Bottas sente “una grande responsabilità” in Alfa Romeo

24 Febbraio 2022 0 Di Fabrizio Parascandolo

Il pilota finlandese ha rilasciato delle dichiarazioni riguardo all’inedito ruolo di team leader che rivestirà nel team svizzero.

Nella sua carriera in Formula 1 Valtteri Bottas non è mai stato primo pilota nelle gerarchie della propria scuderia.

Di fatti, negli anni in Williams, ha avuto davanti a sé Pastor Maldonado, nel 2013, e Felipe Massa, dal 2014 al 2016.

Nel 2017 è passato alla Mercedes, team con il quale ha conquistato 58 podi e 10 vittorie, sempre però nell’ombra di Lewis Hamilton.

Una nuova responsabilità

Avendo firmato un contratto pluriennale con Alfa Romeo e trovandosi di fianco il debuttante Guanyu Zhou, inizia una nuova vita in Formula 1 per il finlandese.

Per la prima volta nella sua carriera, infatti, dovrà fare i conti con il ruolo di primo pilota, e con tutti gli oneri che ne conseguono.

Queste le sue parole a riguardo: “Alfa Romeo ha una grande fama automobilistica e nel mondo delle corse, dunque guidare per questa scuderia è un onore. Sento la responsabilità di dare il massimo per il team per guidarli ed aiutarli nel nostro percorso“.

Il pilota finlandese ha rilasciato delle dichiarazioni riguardo all'inedito ruolo di team leader che rivestirà nel team svizzero.

Non c’è solo pressione, però, per il 32enne, infatti è contento di trovarsi in questa situazione: Dopo 10 anni di carriera era ora che fossi il pilota più esperto all’interno del mio box”.

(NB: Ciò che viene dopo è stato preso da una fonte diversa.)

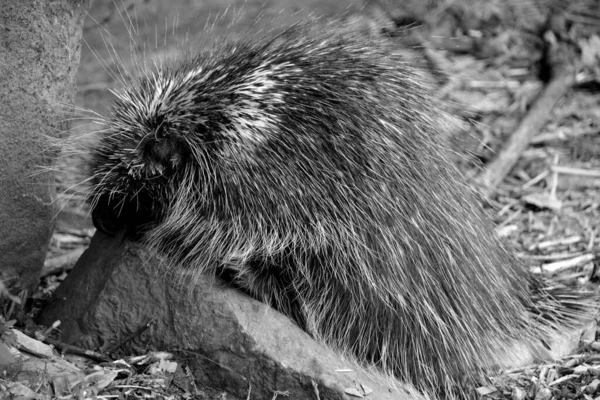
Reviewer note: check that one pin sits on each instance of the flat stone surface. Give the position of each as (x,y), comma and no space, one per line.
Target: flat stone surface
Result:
(230,341)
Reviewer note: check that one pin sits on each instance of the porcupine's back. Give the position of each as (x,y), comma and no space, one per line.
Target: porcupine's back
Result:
(311,169)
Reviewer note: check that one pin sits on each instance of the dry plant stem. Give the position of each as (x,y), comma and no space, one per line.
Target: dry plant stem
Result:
(68,348)
(531,124)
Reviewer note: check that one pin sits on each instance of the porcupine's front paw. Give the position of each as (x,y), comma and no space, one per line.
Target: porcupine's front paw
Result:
(110,217)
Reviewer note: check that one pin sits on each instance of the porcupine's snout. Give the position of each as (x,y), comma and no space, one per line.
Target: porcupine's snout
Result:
(110,216)
(134,208)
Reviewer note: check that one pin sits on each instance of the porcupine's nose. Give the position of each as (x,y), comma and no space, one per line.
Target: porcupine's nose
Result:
(164,153)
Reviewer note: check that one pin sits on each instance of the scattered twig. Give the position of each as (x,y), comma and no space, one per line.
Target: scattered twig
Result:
(531,124)
(69,348)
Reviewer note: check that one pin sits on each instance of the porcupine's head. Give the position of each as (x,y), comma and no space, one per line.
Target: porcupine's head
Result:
(171,126)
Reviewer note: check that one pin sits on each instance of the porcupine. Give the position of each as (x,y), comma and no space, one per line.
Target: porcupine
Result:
(310,169)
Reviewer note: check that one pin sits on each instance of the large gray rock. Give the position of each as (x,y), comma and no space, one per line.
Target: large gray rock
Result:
(39,55)
(230,341)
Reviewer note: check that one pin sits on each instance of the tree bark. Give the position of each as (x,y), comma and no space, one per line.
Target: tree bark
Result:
(40,44)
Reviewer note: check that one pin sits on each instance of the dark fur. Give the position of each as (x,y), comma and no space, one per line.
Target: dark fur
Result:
(311,168)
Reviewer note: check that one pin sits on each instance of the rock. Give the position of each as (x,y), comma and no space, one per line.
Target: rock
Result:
(230,341)
(40,53)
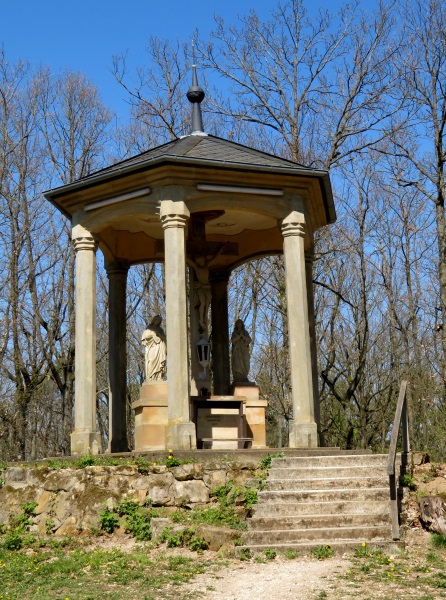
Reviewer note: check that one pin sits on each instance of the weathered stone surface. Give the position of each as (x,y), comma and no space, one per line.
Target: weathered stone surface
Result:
(159,489)
(191,492)
(184,472)
(437,487)
(217,537)
(72,499)
(68,527)
(64,480)
(43,498)
(14,474)
(158,469)
(140,483)
(158,524)
(213,479)
(432,514)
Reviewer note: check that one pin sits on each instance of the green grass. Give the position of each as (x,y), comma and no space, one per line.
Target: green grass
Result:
(78,574)
(401,573)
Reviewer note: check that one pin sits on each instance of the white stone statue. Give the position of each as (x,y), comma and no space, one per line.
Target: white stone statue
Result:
(154,341)
(240,340)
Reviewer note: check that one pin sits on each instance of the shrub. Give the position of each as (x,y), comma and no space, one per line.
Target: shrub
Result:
(438,540)
(198,544)
(85,461)
(322,552)
(137,518)
(265,462)
(108,521)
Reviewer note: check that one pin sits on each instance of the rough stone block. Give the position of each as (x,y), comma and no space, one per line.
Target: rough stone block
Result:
(217,537)
(191,492)
(158,524)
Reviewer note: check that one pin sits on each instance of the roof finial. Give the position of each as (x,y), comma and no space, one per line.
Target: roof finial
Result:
(195,95)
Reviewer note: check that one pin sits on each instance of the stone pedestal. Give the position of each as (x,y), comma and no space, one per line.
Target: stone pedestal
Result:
(254,408)
(151,416)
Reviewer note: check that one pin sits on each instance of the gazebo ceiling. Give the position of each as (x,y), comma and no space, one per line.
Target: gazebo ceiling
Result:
(236,195)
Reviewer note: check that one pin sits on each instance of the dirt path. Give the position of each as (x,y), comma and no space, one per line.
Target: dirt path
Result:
(280,579)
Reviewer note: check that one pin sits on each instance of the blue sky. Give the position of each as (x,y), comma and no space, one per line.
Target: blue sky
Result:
(83,36)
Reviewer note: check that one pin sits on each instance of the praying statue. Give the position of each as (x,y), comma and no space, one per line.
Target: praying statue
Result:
(154,341)
(240,340)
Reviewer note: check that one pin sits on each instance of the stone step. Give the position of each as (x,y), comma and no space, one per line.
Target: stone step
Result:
(338,547)
(381,493)
(337,460)
(318,521)
(324,535)
(322,472)
(335,506)
(327,484)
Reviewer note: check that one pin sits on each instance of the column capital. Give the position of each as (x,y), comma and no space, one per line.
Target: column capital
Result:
(309,256)
(173,214)
(116,268)
(293,225)
(82,239)
(219,274)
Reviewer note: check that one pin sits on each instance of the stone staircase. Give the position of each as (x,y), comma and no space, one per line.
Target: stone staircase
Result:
(309,501)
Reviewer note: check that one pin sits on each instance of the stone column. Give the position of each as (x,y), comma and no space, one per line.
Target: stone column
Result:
(220,332)
(180,433)
(117,363)
(309,260)
(303,428)
(85,439)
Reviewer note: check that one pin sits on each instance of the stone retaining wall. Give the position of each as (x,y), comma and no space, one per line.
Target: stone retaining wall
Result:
(70,500)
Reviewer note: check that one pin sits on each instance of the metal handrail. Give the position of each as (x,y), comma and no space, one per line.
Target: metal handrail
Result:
(401,418)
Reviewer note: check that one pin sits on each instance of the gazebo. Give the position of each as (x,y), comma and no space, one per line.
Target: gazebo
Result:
(211,205)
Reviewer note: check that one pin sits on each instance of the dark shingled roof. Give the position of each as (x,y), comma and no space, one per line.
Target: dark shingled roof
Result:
(201,147)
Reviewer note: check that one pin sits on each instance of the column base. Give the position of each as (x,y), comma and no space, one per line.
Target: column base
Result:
(85,443)
(255,409)
(151,416)
(303,435)
(181,436)
(118,446)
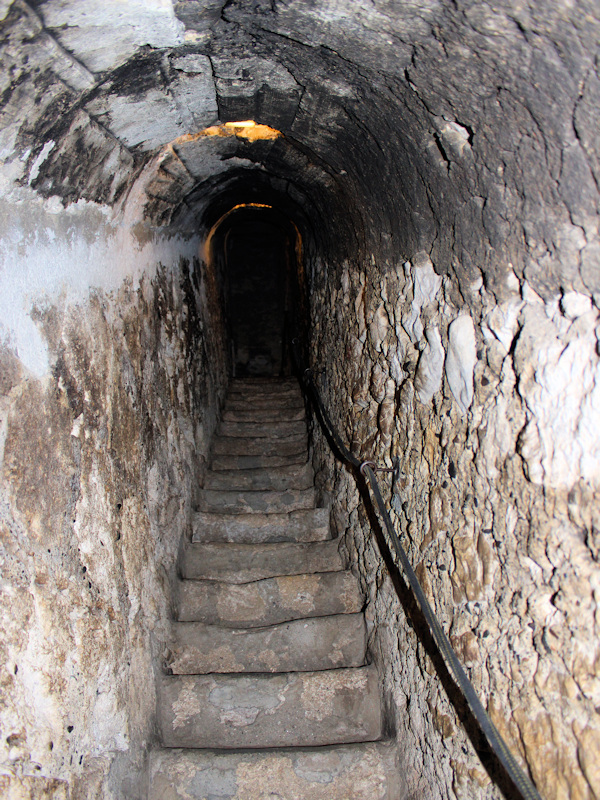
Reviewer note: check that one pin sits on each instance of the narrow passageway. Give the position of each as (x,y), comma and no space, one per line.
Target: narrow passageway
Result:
(269,657)
(409,189)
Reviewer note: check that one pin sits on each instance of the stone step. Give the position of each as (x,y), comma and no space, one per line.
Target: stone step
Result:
(264,403)
(296,646)
(252,446)
(293,709)
(243,563)
(296,476)
(262,415)
(263,430)
(366,771)
(270,388)
(227,462)
(268,601)
(251,502)
(296,526)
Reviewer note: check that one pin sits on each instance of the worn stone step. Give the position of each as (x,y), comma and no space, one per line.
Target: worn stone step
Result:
(268,601)
(294,709)
(296,526)
(272,388)
(261,415)
(273,429)
(296,476)
(252,446)
(265,403)
(227,462)
(250,502)
(365,771)
(243,563)
(297,646)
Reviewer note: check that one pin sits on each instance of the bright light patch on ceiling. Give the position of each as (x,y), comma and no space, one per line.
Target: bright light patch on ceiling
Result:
(244,129)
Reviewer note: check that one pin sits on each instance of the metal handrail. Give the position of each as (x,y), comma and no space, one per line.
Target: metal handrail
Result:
(367,468)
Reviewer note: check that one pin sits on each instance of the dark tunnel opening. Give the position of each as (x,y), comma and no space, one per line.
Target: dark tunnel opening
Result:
(256,251)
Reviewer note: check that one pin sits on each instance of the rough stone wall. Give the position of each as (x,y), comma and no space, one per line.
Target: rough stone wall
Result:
(99,458)
(492,411)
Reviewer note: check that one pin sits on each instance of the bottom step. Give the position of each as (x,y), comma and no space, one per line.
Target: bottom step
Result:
(344,772)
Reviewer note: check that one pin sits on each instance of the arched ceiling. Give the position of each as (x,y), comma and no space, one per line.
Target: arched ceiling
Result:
(465,129)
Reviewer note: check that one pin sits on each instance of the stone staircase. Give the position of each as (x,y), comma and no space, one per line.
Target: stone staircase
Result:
(268,695)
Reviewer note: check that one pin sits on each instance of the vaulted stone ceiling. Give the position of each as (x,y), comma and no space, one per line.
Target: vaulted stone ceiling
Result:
(469,130)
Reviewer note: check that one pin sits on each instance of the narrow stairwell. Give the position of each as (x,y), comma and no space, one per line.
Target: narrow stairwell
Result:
(269,694)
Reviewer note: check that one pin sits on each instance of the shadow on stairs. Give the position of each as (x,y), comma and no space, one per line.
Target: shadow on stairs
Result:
(268,694)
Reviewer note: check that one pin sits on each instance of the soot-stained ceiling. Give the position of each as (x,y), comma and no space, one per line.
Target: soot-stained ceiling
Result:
(466,129)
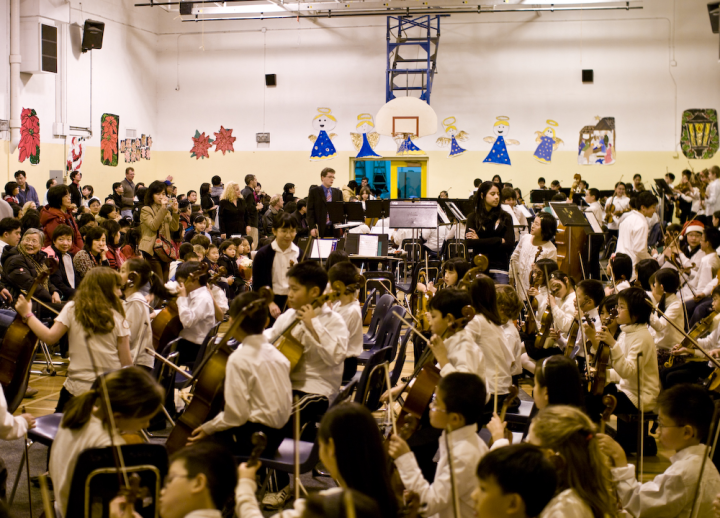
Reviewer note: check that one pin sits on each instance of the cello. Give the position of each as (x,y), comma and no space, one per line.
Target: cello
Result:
(208,398)
(17,349)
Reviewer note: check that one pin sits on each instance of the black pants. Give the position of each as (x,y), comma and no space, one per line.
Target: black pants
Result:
(627,432)
(239,439)
(688,372)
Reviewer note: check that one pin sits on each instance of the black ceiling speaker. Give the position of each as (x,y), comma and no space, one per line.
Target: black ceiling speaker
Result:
(713,12)
(92,35)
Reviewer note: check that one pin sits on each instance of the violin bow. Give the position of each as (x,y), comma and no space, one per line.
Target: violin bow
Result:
(691,339)
(714,429)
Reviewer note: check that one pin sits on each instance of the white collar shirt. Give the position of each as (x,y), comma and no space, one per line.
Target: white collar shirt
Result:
(257,387)
(284,259)
(320,368)
(467,449)
(632,237)
(197,315)
(671,493)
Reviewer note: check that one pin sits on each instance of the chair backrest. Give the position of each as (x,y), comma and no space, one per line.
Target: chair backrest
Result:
(381,309)
(366,306)
(383,282)
(95,479)
(457,249)
(372,380)
(400,357)
(389,333)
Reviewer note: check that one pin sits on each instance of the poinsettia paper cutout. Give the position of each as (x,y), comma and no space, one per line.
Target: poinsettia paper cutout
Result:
(29,145)
(108,142)
(224,140)
(201,144)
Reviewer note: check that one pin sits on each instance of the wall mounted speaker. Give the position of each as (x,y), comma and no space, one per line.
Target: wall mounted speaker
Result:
(92,35)
(713,12)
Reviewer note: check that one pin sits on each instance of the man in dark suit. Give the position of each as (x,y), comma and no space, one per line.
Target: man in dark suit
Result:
(317,204)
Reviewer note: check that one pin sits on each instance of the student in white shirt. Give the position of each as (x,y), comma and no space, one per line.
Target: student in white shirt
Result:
(348,307)
(633,232)
(583,489)
(195,309)
(712,192)
(488,335)
(258,394)
(622,205)
(684,422)
(533,247)
(138,276)
(456,410)
(324,336)
(664,285)
(633,317)
(509,306)
(134,398)
(517,481)
(272,262)
(98,334)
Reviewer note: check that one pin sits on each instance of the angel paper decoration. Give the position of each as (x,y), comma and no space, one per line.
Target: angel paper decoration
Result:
(365,141)
(498,154)
(548,143)
(323,148)
(452,138)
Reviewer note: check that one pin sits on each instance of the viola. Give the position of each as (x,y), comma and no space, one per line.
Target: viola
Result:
(166,326)
(209,380)
(17,349)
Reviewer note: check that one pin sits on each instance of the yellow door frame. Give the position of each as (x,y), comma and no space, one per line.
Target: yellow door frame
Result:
(395,162)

Gli è stato anche chiesto delle strutture della nuova scuderia e ha risposto così: “Ho visto delle belle, grandi strutture, ovviamente del periodo BMW. Penso abbiano investito molto in questo ambito, anche con una bella galleria del vento”.

La differenza più grande è il numero di persone nella fabbrica. È stato sorprendente, non me lo aspettavo, però mi ci abituerò in fretta”.

Infine si è espresso sulla preparazione effettuata per la nuova stagione: Ho lavorato molto nel simulatore, per cercare di capire dove fosse possibile migliorare la macchina. Dopo i test di Barcellona avremo sicuramente le idee più chiare”.